Condorcet's writings were a key contribution to the French Enlightenment, particularly his work on the Idea of Progress. Condorcet believed that through the use of our senses and communication with others, knowledge could be compared and contrasted as a way of analyzing our systems of belief and understanding through 10 epochs (stages). None of Condorcet's writings refer to a belief in a religion or a god who intervenes in human affairs. Condorcet instead frequently had written of his faith in humanity itself and its ability to progress with the help of philosophers such as Aristotle.

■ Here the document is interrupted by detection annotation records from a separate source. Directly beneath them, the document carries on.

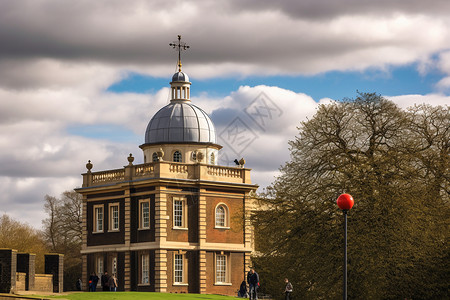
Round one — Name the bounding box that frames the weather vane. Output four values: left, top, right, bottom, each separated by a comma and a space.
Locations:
169, 35, 189, 72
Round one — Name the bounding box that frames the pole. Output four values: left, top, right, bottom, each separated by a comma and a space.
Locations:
342, 209, 348, 300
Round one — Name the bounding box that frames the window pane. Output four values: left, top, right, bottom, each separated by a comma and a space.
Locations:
173, 151, 181, 162
141, 202, 150, 228
174, 254, 183, 282
141, 254, 149, 283
216, 255, 227, 282
216, 206, 225, 227
97, 257, 103, 276
95, 207, 103, 231
111, 205, 119, 230
173, 200, 183, 227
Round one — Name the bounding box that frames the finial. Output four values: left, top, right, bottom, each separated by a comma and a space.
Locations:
86, 160, 94, 173
128, 153, 134, 166
169, 35, 190, 72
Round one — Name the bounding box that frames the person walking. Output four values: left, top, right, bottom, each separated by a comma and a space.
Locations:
284, 278, 294, 300
108, 274, 117, 292
101, 271, 110, 292
247, 269, 259, 300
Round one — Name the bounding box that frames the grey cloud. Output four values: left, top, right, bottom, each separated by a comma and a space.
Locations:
227, 0, 450, 20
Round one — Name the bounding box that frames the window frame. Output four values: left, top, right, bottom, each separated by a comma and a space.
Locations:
152, 152, 159, 162
92, 204, 105, 233
214, 251, 232, 286
138, 199, 151, 230
95, 255, 105, 275
172, 250, 189, 286
172, 197, 188, 230
172, 150, 183, 163
108, 202, 120, 232
214, 202, 230, 229
138, 252, 150, 286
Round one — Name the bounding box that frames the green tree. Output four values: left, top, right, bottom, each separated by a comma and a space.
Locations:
42, 191, 82, 290
254, 93, 450, 299
0, 214, 48, 273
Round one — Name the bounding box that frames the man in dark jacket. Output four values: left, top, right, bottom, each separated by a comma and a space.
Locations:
284, 278, 294, 300
247, 269, 259, 300
101, 271, 109, 291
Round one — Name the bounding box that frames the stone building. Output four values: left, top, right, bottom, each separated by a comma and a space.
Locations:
77, 45, 257, 295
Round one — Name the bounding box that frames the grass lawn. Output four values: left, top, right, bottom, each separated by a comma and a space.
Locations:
31, 292, 235, 300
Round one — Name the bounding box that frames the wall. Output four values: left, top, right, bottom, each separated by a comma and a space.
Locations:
16, 272, 27, 291
34, 274, 53, 292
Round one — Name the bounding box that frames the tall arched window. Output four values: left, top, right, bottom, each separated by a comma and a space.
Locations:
173, 150, 182, 162
152, 152, 158, 162
216, 204, 229, 227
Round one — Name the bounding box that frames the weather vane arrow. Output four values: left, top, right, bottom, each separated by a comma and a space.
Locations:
169, 35, 190, 72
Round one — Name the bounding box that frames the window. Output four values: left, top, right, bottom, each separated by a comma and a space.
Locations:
139, 199, 150, 229
95, 256, 103, 275
216, 204, 229, 228
141, 254, 150, 284
152, 152, 158, 162
173, 254, 184, 283
173, 150, 182, 162
109, 203, 119, 231
216, 254, 227, 283
110, 256, 117, 276
94, 205, 103, 232
173, 198, 185, 228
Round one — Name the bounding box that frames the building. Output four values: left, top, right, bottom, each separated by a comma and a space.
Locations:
76, 38, 257, 295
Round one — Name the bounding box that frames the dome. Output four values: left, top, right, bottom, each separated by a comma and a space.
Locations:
172, 71, 189, 82
145, 100, 216, 144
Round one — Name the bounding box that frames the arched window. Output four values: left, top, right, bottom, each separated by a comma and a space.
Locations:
216, 204, 229, 227
152, 152, 158, 162
173, 150, 182, 162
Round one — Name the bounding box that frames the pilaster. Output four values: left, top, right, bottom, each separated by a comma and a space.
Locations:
155, 249, 167, 293
155, 186, 168, 243
81, 254, 89, 291
198, 250, 206, 294
124, 189, 131, 291
198, 189, 206, 294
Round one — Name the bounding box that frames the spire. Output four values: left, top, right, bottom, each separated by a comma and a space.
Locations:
169, 35, 189, 72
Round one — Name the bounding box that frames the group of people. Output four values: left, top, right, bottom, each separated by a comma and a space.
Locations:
86, 271, 117, 292
238, 268, 294, 300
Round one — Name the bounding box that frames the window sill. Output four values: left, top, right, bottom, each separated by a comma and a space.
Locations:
138, 283, 151, 286
214, 282, 232, 286
214, 226, 230, 229
172, 227, 188, 230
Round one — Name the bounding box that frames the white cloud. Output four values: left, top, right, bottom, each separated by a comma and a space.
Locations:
0, 0, 450, 230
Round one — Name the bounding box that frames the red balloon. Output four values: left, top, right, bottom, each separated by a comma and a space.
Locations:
336, 194, 355, 210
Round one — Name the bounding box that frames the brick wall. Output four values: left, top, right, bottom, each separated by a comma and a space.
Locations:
16, 272, 27, 291
34, 274, 53, 292
0, 249, 17, 293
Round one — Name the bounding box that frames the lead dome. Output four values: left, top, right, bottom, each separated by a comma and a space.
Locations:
145, 101, 216, 144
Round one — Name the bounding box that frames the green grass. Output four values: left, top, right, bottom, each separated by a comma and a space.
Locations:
46, 292, 235, 300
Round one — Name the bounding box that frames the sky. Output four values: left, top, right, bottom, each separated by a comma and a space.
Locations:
0, 0, 450, 229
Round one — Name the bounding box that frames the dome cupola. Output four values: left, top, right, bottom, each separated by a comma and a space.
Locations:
141, 36, 222, 164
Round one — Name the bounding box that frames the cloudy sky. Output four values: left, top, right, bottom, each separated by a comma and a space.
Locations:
0, 0, 450, 228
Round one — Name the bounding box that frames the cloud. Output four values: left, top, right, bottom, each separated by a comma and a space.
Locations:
0, 0, 450, 88
0, 0, 450, 232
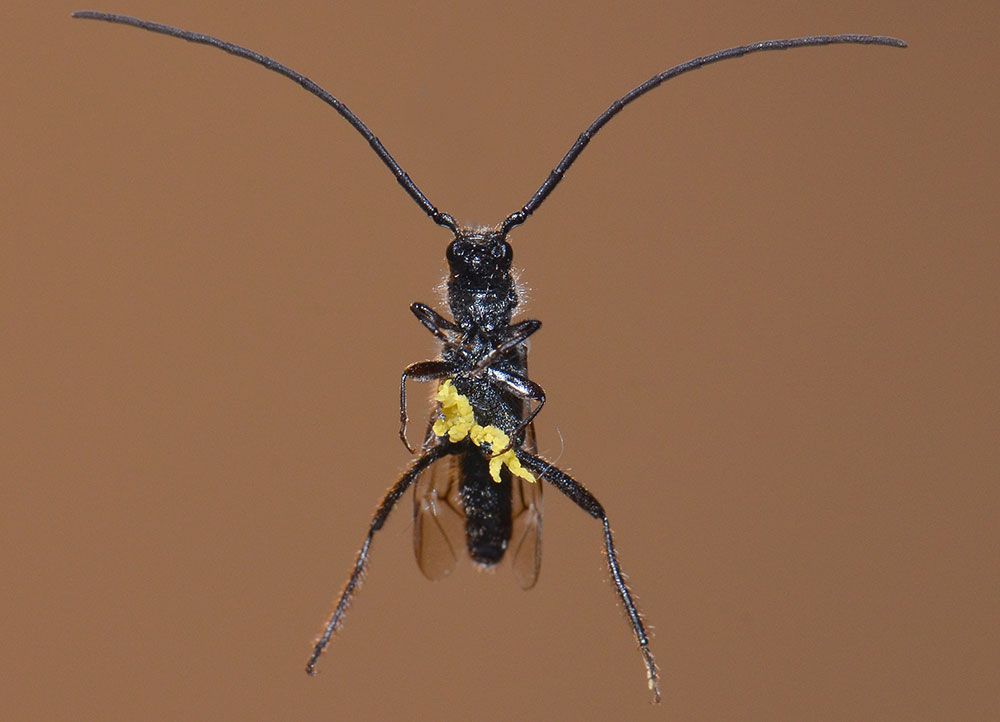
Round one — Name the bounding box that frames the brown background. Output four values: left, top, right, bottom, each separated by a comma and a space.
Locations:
0, 0, 1000, 720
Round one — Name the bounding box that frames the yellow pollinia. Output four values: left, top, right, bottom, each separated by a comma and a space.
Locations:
434, 379, 535, 484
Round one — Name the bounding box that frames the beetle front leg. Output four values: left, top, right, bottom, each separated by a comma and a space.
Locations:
399, 361, 453, 454
486, 368, 545, 456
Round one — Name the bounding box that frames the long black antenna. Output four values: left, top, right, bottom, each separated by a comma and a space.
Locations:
500, 35, 906, 237
73, 10, 458, 234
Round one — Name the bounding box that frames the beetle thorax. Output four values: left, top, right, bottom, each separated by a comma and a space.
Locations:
447, 231, 517, 336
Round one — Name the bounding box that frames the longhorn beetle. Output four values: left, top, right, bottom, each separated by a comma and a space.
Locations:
73, 11, 906, 702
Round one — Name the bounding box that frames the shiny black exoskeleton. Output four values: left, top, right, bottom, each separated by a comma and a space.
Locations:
399, 231, 545, 568
73, 11, 906, 702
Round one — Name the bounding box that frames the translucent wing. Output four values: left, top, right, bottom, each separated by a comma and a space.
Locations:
507, 424, 542, 589
413, 444, 466, 580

Through this accumulation and sharing of knowledge he believed it was possible for any man to comprehend all the known facts of the natural world. The enlightenment of the natural world spurred the desire for enlightenment of the social and political world. Condorcet believed that there was no definition of the perfect human existence and thus believed that the progression of the human race would inevitably continue throughout the course of our existence. He envisioned man as continually progressing toward a perfectly utopian society. However, he stressed that for this to be a possibility man must unify regardless of race, religion, culture or gender.

Here is a quote from the 1795 English edition of his book:
Contempt for human sciences was one of the first features of Christianity. It had to avenge itself of the outrages of philosophy; it feared that spirit of investigation and doubt, that confidence of man in his own reason, the pest alike of all religious creeds. The fight of the natural sciences was even odious to it, and was regarded with a suspicious eye, as being a dangerous enemy to the success of miracles: and there is no religion that does not oblige its sectaries to swallow some physical absurdities.

The triumph of Christianity was thus the signal of the entire decline both of the sciences and of philosophy.
Had the art of printing been known, the sciences would have been able to preserve their ground; but the existing manuscripts of any particular book were few in number; and to procure works that might form the entire body of a science, required cares, and often journies (sic) and an expence (sic) to which the rich only were competent. It was easy for the ruling party to suppress the appearance of books which shocked its prejudices, or unmasked its impostures. See page 128.

==Influence==
Thomas Malthus' An Essay on the Principle of Population (1798) was partly written as a response to Condorcet's Sketch, as is evidenced by the first edition's full title: "An Essay on the Principle of Population, as it affects the Future Improvement of Society with remarks on the Speculations of Mr. Godwin, M. Condorcet, and Other Writers".